House Speaker Paul D. Ryan (R-Wis.) avoided total humiliation in wriggling out of the president’s order to take what he knew would be a losing vote on the American Health Care Act. That he had to go, whip list in hand, to the White House, tells us how far he has been reduced in stature by this process.
In refusing to take a vote that apparently would not even have been close, Ryan at least avoided unnecessarily putting his own members at risk (e.g., moderates who were asked to take unpopular votes, conservatives who would disappoint the hard-edged Heritage Action and other groups working against the bill). He also retained a smidgen of his own stature. Had he gone forward he would have effectively forfeited Congress’s standing as a co-equal branch of government.
Ryan will remain speaker because no one else wants the job, but in a sense he does not “lead” the House Republicans, let alone the House. He is continuously caught in the crossfire between the moderates and the far right, just as his predecessor was. He will have his hands full keeping the House together in the future on controversial, “hard” votes. The lesson members learned was to look after their own interests. Calling Ryan and Trump’s bluff worked well for them.

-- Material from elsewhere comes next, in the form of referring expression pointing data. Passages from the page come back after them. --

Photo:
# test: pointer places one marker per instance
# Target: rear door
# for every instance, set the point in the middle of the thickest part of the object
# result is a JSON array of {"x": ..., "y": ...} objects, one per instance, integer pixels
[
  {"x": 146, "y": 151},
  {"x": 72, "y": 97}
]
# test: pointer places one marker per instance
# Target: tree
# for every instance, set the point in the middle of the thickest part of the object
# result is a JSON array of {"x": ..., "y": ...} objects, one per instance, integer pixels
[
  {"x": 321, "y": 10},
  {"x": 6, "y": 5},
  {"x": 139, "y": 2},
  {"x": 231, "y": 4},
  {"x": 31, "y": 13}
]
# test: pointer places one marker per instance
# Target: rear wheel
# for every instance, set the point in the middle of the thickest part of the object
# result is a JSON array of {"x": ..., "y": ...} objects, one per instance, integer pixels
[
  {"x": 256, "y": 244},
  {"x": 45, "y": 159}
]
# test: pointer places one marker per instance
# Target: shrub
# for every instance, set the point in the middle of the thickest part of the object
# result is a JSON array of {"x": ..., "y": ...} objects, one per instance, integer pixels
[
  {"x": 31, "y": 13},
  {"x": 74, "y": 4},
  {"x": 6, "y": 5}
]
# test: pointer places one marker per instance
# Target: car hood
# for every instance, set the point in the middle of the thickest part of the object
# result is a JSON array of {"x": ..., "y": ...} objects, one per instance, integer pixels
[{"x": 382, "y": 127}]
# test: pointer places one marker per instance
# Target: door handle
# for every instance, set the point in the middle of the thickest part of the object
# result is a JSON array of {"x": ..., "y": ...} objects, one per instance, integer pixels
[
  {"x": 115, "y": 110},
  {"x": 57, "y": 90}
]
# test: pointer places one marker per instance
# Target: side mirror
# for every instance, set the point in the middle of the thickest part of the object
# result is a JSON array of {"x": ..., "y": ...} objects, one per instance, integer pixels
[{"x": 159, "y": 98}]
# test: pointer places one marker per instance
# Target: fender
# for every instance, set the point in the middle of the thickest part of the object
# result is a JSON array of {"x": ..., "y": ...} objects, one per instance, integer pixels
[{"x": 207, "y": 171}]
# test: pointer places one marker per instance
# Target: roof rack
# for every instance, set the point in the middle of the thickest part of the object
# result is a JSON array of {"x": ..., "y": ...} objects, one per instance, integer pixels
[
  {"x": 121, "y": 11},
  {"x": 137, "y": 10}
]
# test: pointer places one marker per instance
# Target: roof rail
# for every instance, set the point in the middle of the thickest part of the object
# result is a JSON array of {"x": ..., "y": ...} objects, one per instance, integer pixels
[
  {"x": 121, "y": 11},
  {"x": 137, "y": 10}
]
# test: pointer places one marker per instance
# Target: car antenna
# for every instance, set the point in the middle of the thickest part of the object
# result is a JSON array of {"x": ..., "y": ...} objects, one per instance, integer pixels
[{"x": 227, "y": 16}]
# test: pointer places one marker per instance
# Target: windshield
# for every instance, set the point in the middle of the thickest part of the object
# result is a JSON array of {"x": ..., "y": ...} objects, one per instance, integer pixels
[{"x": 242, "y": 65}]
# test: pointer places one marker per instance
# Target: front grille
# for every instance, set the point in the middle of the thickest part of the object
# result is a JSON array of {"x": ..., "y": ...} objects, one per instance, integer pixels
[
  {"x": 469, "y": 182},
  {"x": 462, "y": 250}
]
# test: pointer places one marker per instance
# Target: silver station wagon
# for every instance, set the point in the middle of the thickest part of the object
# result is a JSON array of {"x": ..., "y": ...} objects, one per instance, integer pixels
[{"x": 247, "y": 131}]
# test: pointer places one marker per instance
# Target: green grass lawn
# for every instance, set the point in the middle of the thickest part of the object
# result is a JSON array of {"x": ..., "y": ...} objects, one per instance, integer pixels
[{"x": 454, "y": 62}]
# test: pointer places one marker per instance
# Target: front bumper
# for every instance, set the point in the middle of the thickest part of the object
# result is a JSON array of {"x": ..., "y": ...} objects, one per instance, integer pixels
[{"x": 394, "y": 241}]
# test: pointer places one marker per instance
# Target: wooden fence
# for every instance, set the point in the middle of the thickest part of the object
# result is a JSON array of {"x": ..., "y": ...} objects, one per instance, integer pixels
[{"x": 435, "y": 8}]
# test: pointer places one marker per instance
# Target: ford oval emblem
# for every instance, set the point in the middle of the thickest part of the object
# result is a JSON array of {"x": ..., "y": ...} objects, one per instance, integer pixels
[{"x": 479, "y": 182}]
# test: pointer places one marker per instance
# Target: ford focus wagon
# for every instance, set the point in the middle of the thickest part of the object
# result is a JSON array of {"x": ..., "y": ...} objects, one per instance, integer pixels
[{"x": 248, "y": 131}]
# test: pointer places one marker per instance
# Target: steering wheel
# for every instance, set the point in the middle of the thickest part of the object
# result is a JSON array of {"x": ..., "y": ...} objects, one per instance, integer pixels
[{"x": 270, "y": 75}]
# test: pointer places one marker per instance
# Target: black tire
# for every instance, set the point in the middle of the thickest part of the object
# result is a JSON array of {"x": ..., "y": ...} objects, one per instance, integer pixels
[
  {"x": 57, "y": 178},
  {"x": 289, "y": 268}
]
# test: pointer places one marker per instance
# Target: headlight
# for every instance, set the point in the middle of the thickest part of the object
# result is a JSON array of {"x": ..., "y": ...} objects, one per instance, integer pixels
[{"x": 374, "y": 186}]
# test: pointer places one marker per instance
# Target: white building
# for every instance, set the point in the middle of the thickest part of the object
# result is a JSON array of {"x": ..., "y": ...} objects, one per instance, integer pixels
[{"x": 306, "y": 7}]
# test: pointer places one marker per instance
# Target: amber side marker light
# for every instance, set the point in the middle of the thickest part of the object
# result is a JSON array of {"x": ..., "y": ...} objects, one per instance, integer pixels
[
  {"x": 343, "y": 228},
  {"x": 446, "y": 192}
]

While Ryan loses stature, Trump does not necessarily gain any. Previously he claimed victory merely by decimating the opposition (GOP challengers, Hillary Clinton, a reporter, etc.). Now Ryan’s loss is not Trump’s gain. (It might be Stephen K. Bannon’s gain, but not Trump, who needs to show results.) Trump shares responsibility for a bill he endorsed and lobbied hard to get. (Press secretary Sean Spicer said Trump “left everything on the field.”) His rallies and threats and his vapid cheerleading count for nothing when it comes to governance. What worked in a campaign no longer serves any useful purpose.
Trump now will rightly be seen as a weakened, if not inept, president. His attention span lasts only a couple of weeks before, starved for adulation, he moves onto the next thing in search of affirmation. Democrats know this, as do Republican opponents. You can wait this guy out.
Trump may choose to shake up his staff, but the bravado and the willful ignorance about policy come from the top. His defiance of norms and refusal to operate in the real world are formidable hurdles that impair his ability to do his job. Unless he changes (at 70 years old, he is unlikely to) he will lose over and over again.
Health-care reform surely is dead for now, most likely for the remainder of Trump’s term. Trump, rather than slaying the Freedom Caucus, let the Freedom Caucus defeat him. If Trump wants to get anything done, they reason, he will have to go through them. If Trump wanted — as he was willing to do with a very right-wing health-care bill that contradicted his populist ethos and many specific promises — to turn right in order to appease the emboldened Freedom Caucus, he would still be left with opposition from House moderates and the Senate. In trying to govern like Sen. Ted Cruz (R-Tex.), he’ll find himself without popular or legislative support. And if Trump pursues that course, he will wind up sacrificing his base without much to show for it.
In short, Trump now stands as the emperor with no clothes — vulnerable, weakened and mocked. Sad!